4. Adiante! De lá para cá e de forma consistente, o dossier ‘Relações entre Cabo Verde e a NATO’ tem estado sempre presente. Cabo Verde tem querido mais estreitas relações com essa organização. E tal foi sendo expresso seja nas trocas directamente com a NATO, seja nas com países amigos membros da NATO com quem mantemos relações especiais, designadamente no domínio da Defesa, seja ainda em espaços como conferências internacionais onde Cabo Verde tem tido a oportunidade de expor a sua pretensão nesta matéria. A Diplomacia tem vindo a fazer o seu papel, importa reconhecê-lo. E é importante que este sentido de história ou de ganhos em crescendo não seja esquecido. Digo isto como cidadão atento a estas matérias mas igualmente como alguém que, por vários anos, respondeu pela pasta da Defesa Nacional.
5. Cabo Verde precisa de um quadro de relacionamento especial com a NATO! Em tal relacionamento a dimensão Segurança Marítima tem de ser a pedra angular. Se isto era certo ontem, muito mais ainda o é neste HOJE em que o mundo amanheceu para se reconfigurar a toque de caixa. Cabo Verde tem de saber situar-se neste redemoinho, o que será enormemente facilitado se a conversação política ocorrer, tiver nível e for consequente.
6. Sob o chapéu ‘relacionamento especial’ pode abrigar-se uma pluralidade de soluções mas não, seguramente, a da adesão. Contra tal depõe a Constituição da República, o bom senso político e a falta do necessário e amplo amparo na sociedade. Próximos do bloco mas fora dele, somos mais seguros. Mais aptos a cumprir o nosso papel de Estado pequeno e útil. Assim penso.
7. Como quer que seja, é urgente que a informação circule e o debate ocorra. Desde logo no espaço por excelência da confrontação democrática, qual seja o Parlamento. A forma como este assunto está presentemente a circular na sociedade não é benéfica para ninguém. Não favorece o debate informado.

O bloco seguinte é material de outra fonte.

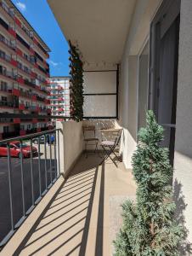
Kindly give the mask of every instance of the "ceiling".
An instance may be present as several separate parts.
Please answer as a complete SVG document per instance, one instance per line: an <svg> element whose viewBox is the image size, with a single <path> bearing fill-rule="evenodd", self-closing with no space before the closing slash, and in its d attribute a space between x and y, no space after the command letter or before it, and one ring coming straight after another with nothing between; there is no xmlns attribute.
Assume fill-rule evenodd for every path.
<svg viewBox="0 0 192 256"><path fill-rule="evenodd" d="M67 40L83 61L121 61L136 0L47 0Z"/></svg>

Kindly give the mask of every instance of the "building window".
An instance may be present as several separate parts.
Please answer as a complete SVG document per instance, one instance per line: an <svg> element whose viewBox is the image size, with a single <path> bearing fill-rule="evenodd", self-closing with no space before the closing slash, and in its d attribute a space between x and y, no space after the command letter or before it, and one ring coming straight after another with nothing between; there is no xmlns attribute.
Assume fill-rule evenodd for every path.
<svg viewBox="0 0 192 256"><path fill-rule="evenodd" d="M9 127L8 126L3 126L3 133L8 132Z"/></svg>

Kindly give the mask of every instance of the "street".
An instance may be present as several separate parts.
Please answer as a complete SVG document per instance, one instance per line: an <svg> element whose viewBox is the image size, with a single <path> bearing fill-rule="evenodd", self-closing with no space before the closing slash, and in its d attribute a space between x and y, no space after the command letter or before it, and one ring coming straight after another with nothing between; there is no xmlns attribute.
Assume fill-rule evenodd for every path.
<svg viewBox="0 0 192 256"><path fill-rule="evenodd" d="M37 146L36 146L37 147ZM40 178L39 178L39 164L38 155L32 159L33 166L33 190L34 200L40 196L39 187L41 185L42 193L46 189L46 173L47 184L51 183L56 177L56 160L54 160L54 148L52 145L52 160L50 160L49 146L47 148L47 160L44 157L44 145L40 145ZM45 170L46 162L46 170ZM52 170L52 172L51 172ZM23 160L23 174L24 174L24 191L25 191L25 212L32 206L32 189L31 189L31 158ZM39 182L41 179L41 182ZM22 204L22 186L21 186L21 168L20 160L19 158L11 158L11 181L12 181L12 198L13 198L13 214L14 225L23 216ZM39 185L40 184L40 185ZM8 189L8 172L7 157L0 157L0 242L3 237L11 230L11 214L10 201Z"/></svg>

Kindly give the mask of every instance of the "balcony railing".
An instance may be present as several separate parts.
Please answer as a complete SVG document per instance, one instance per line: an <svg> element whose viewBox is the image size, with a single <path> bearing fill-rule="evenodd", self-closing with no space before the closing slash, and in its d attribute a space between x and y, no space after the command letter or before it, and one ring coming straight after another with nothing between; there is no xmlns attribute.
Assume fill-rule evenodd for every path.
<svg viewBox="0 0 192 256"><path fill-rule="evenodd" d="M1 119L0 118L0 123L11 123L14 122L13 119Z"/></svg>
<svg viewBox="0 0 192 256"><path fill-rule="evenodd" d="M32 87L32 88L36 88L36 84L33 84L33 83L31 83L31 82L30 82L30 81L27 80L27 79L24 79L24 84L26 84L26 85L29 85L29 86L31 86L31 87Z"/></svg>
<svg viewBox="0 0 192 256"><path fill-rule="evenodd" d="M45 100L45 98L43 98L43 97L41 97L41 96L37 96L37 101L39 101L39 102L44 102L44 100Z"/></svg>
<svg viewBox="0 0 192 256"><path fill-rule="evenodd" d="M0 34L0 42L3 43L4 44L6 44L8 48L11 48L12 49L15 50L16 47L15 45L11 43L11 41L8 41L8 39L6 39L3 36L2 36Z"/></svg>
<svg viewBox="0 0 192 256"><path fill-rule="evenodd" d="M36 130L36 128L34 129ZM27 132L28 133L28 132ZM0 247L7 242L60 175L59 130L0 142L2 168ZM48 143L48 147L47 146Z"/></svg>
<svg viewBox="0 0 192 256"><path fill-rule="evenodd" d="M10 62L11 61L11 57L2 51L0 51L0 58L8 62Z"/></svg>
<svg viewBox="0 0 192 256"><path fill-rule="evenodd" d="M6 69L0 68L0 74L14 80L17 79L17 76L13 72L7 71Z"/></svg>
<svg viewBox="0 0 192 256"><path fill-rule="evenodd" d="M0 6L2 6L2 8L6 11L6 13L8 15L10 15L13 19L14 18L14 13L13 9L10 9L9 8L8 8L3 1L0 1Z"/></svg>
<svg viewBox="0 0 192 256"><path fill-rule="evenodd" d="M8 102L0 102L0 107L14 108L14 103Z"/></svg>
<svg viewBox="0 0 192 256"><path fill-rule="evenodd" d="M4 91L4 92L9 92L9 93L12 93L12 89L11 89L11 88L5 88L5 87L1 87L1 86L0 86L0 91Z"/></svg>

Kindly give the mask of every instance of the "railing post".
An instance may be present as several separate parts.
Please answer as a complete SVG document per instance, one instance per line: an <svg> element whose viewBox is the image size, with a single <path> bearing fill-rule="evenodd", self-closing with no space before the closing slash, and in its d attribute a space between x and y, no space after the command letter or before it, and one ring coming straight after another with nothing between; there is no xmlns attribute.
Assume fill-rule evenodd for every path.
<svg viewBox="0 0 192 256"><path fill-rule="evenodd" d="M57 178L57 156L56 156L56 131L54 132L54 179Z"/></svg>
<svg viewBox="0 0 192 256"><path fill-rule="evenodd" d="M13 212L13 192L12 192L12 178L11 178L11 158L10 158L10 146L7 143L8 150L8 192L9 192L9 203L10 203L10 213L11 213L11 230L14 230L14 212Z"/></svg>
<svg viewBox="0 0 192 256"><path fill-rule="evenodd" d="M59 177L60 175L60 152L59 152L59 130L57 130L57 134L58 134L58 140L57 140L57 148L58 148L58 174L57 176Z"/></svg>
<svg viewBox="0 0 192 256"><path fill-rule="evenodd" d="M49 152L50 152L50 176L51 176L51 183L53 182L53 176L52 176L52 148L51 148L51 134L49 134Z"/></svg>
<svg viewBox="0 0 192 256"><path fill-rule="evenodd" d="M45 189L48 189L48 166L47 166L47 139L46 135L44 135L44 154L45 154Z"/></svg>
<svg viewBox="0 0 192 256"><path fill-rule="evenodd" d="M38 136L38 171L39 171L39 196L42 196L42 177L41 177L41 149L40 139Z"/></svg>
<svg viewBox="0 0 192 256"><path fill-rule="evenodd" d="M19 157L20 159L20 175L21 175L21 191L22 191L22 205L23 205L23 216L25 216L25 191L24 191L24 174L23 174L23 151L22 151L22 140L20 140L20 153Z"/></svg>
<svg viewBox="0 0 192 256"><path fill-rule="evenodd" d="M32 196L32 205L35 205L35 195L34 195L34 184L33 184L33 154L32 154L32 139L30 139L31 146L31 196Z"/></svg>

8. Neste novo cenário global, de reconfiguração acelerada e com dados rapidamente alteráveis e alterados, não é difícil projectar-se uma substancial apreciação do valor geo-estratégico de Cabo Verde. Somos apetecíveis. O que não falta é ‘oie vive na melon’. Temos de ter isso em conta. Temos de convergir, enquanto Nação, para a necessidade de entendimentos alargados sobre o interesse nacional e a melhor forma de o defender no mundo. A cacofonia só nos prejudica. Como evitá-la? Conversando.